26-03-2012, 02:24 PM
Introduction to Macroeconomics
Macroecon_Intro.ppt (Size: 660 KB / Downloads: 213)
Microeconomics examines the behavior of individual decision-making units—business firms and households.
Macroeconomics deals with the economy as a whole; it examines the behavior of economic aggregates such as aggregate income, consumption, investment, and the overall level of prices.
Aggregate behavior refers to the behavior of all households and firms together.
The Roots of Macroeconomics
The Great Depression was a period of severe economic contraction and high unemployment that began in 1929 and continued throughout the 1930s.

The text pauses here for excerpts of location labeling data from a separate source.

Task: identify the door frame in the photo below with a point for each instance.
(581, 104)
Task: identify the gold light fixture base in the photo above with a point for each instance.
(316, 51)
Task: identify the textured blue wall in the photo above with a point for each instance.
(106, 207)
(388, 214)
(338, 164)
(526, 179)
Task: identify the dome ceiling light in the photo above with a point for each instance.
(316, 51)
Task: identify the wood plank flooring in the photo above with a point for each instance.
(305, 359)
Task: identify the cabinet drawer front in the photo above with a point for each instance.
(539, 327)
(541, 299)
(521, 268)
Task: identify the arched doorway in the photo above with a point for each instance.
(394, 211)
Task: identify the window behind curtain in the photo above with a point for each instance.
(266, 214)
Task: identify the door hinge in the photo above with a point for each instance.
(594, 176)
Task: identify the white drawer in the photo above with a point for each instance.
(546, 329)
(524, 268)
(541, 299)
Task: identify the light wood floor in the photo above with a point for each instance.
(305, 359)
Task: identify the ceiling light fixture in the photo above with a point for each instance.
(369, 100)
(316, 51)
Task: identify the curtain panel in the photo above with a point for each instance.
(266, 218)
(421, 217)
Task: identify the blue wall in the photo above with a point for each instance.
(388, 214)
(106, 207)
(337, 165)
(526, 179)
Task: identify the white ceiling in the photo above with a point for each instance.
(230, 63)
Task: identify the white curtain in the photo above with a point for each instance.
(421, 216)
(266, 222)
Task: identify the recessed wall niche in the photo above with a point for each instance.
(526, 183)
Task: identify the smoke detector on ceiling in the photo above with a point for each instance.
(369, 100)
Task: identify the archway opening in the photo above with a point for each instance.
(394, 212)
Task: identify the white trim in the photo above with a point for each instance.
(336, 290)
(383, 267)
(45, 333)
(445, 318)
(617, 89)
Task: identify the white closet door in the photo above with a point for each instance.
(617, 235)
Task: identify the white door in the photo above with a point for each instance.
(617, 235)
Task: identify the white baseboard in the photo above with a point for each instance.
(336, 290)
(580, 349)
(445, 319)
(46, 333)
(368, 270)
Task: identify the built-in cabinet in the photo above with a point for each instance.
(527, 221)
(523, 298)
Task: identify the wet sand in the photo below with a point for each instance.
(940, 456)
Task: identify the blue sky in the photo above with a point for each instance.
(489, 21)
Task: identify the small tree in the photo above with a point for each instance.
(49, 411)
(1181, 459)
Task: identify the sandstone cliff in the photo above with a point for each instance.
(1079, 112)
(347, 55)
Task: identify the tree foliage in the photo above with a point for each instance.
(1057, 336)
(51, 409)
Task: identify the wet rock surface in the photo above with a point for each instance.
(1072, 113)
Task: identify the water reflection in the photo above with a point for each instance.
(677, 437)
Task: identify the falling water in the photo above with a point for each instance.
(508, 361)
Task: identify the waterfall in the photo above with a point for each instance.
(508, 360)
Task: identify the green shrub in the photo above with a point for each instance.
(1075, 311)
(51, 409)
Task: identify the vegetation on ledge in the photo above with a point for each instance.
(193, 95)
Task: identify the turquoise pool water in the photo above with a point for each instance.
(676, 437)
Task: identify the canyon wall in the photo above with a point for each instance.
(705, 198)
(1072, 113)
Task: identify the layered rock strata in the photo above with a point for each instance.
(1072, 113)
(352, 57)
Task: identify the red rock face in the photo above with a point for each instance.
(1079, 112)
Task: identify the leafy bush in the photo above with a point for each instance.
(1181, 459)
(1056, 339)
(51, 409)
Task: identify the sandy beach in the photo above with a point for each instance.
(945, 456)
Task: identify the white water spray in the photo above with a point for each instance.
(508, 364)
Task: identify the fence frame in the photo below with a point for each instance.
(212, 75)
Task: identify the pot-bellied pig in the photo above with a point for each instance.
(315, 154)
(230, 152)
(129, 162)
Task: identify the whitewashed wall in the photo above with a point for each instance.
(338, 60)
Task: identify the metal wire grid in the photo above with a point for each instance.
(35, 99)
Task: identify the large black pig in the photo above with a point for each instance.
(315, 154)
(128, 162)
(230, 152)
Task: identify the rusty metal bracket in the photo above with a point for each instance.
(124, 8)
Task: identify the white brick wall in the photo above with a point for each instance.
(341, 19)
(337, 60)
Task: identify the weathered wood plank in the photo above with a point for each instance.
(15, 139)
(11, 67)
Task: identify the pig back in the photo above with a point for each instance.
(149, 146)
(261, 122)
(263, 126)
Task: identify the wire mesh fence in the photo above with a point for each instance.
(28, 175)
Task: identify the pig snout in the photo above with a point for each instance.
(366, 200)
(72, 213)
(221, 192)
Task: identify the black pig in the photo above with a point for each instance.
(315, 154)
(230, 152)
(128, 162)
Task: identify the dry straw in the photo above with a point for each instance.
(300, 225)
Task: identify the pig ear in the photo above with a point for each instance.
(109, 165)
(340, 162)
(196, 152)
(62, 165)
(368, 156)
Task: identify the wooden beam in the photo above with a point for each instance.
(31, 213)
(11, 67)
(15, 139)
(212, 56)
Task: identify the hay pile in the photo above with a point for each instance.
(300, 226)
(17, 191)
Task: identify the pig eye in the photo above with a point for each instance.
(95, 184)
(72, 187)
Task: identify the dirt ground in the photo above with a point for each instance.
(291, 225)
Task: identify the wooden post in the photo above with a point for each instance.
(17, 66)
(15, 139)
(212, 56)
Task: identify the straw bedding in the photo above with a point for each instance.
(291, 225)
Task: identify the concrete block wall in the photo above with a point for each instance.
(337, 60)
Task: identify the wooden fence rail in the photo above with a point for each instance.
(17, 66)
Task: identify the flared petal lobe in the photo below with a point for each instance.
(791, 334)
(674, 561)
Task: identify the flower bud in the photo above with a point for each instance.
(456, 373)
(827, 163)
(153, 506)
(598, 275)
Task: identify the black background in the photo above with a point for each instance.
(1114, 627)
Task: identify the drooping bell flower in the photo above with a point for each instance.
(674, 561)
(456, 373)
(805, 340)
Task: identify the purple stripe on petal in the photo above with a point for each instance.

Classical economists applied microeconomic models, or “market clearing” models, to economy-wide problems.
However, simple classical models failed to explain the prolonged existence of high unemployment during the Great Depression. This provided the impetus for the development of macroeconomics.
Recent Macroeconomic History
Fine-tuning was the phrase used by Walter Heller to refer to the government’s role in regulating inflation and unemployment.
The use of Keynesian policy to fine-tune the economy in the 1960s, led to disillusionment in the 1970s and early 1980s.
Government in the Macroeconomy
There are three kinds of policy that the government has used to influence the macroeconomy:
Fiscal policy
Monetary policy
Growth or supply-side policies
Financial Instruments
Treasury bonds, notes, and bills are promissory notes issued by the federal government when it borrows money.
Corporate bonds are promissory notes issued by corporations when they borrow money.
Expansion and Contraction:The Business Cycle
An expansion, or boom, is the period in the business cycle from a trough up to a peak, during which output and employment rise.
A contraction, recession, or slump is the period in the business cycle from a peak down to a trough, during which output and employment fall.